GPUs also are one ingredient in the latest video search tools being developed by Cognika Intelligence & Defense Solutions. Cognika uses a proprietary algorithm to index and classify information embedded in each frame of a video. “It’s like Google for video,” said Shashi Kant, chief scientific officer for the company based in Cambridge, Mass. The software automatically detects and tags objects, events and activities as the full-motion video is collected and stored. Searches can be performed by image, text or video clip, Kant said. The software can, for example, highlight scenes of people digging near roads or trucks making U-turns. It can also notify analysts whenever normal patterns change. If four people cross a specific road on most days, the software can alert analysts whenever more than 20 people cross that road, said Cognika President Christian Connors.
Much of Cognika’s software is easy to recognize for people who are used to using commercial computer applications. Search results are presented in a point-and-click format that resembles Google. Like Amazon, the software also suggests topics that might interest an analyst.
“It will say, ‘Although you are looking for a specific event, you might also want to consider looking at a similar event that was detected in the video,’Ÿ” Connors said.
The goal is to assist analysts who stare at multiple screens for hours at a time. Instead of spending 70 percent of their time staring at screens and 30 percent analyzing images to determine their significance, Cognika is trying to flip the equation, Connors said.
Cognika plans to offer an online version of the software through its website later this year that will allow users to upload videos, index them and conduct their own searches.
While all this technology might sound promising, a U.S. military officer reached in Afghanistan said this is not the first time he has heard companies promise to automate the job of monitoring full-motion video.
“I am always skeptical of company claims, and technology rarely meets our requirements or even the company’s own advertised capabilities,” the officer said.
To date, tests of video detection systems have been disappointing. Anything that causes the pixels to change in the camera’s view — shifting light, moving clouds, swaying trees, animals — produces false alarms.
“What I’m looking for is the company that can integrated and correlate video motion detection with our ground surveillance radars, cancelling out all the radar noise, eliminating nuisance alarms and detecting purposeful movement toward areas of concern or defended areas,” he said. “I’m in favor of automation, provided it performs as billed, and doesn’t come with hidden technical and sustainment costs that are more expensive than the manpower that might be offset to pay for it.”
Industry officials agree that some early efforts to automate video analysis fell far short of their goals. The task is extremely complex. It requires algorithms that can recognize individual elements of images. It’s not enough to simply match images because a car traveling in one direction looks different when it’s moving in a different direction or viewed from a different angle, said Michael Donaghey, Cognika vice president for sales and business development.

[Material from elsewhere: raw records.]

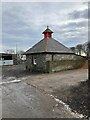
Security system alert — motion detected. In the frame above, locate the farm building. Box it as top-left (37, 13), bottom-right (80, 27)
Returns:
top-left (25, 26), bottom-right (84, 73)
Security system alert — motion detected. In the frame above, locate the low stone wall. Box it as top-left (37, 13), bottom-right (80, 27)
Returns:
top-left (47, 59), bottom-right (85, 72)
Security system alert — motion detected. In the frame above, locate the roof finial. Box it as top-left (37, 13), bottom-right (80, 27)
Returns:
top-left (47, 25), bottom-right (49, 29)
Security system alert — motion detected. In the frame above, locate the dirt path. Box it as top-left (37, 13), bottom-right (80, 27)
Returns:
top-left (0, 66), bottom-right (83, 118)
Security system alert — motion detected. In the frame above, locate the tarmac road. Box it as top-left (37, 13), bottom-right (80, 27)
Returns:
top-left (0, 66), bottom-right (82, 118)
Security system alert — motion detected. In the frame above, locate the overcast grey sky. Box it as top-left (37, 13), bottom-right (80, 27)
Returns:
top-left (0, 2), bottom-right (88, 52)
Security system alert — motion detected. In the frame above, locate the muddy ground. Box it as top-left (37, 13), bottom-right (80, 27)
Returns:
top-left (0, 65), bottom-right (87, 118)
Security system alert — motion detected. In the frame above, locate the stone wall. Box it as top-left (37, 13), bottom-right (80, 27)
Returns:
top-left (46, 54), bottom-right (86, 73)
top-left (26, 54), bottom-right (86, 73)
top-left (26, 54), bottom-right (46, 72)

Image recognition also requires enormous processing power. That’s where GPUs can help. Semiconductor manufacturers produce new, increasingly capable GPUs every year.
“It’s Moore’s law on steroids,” Thieret said.
Obviously, no company wants to redesign systems annually to take advantage of that new capability. So Mercury developed software based on open standards. That way, it is compatible with each successive generation of GPUs and CPUs.
“As new processors become available, customers get an automatic boost in performance,” said Dinesh Jain, a Mercury senior product manager. “That means the primes who are developing this very sophisticated intellectual property are able to preserve that and actually see benefit as they move to next-generation technologies.”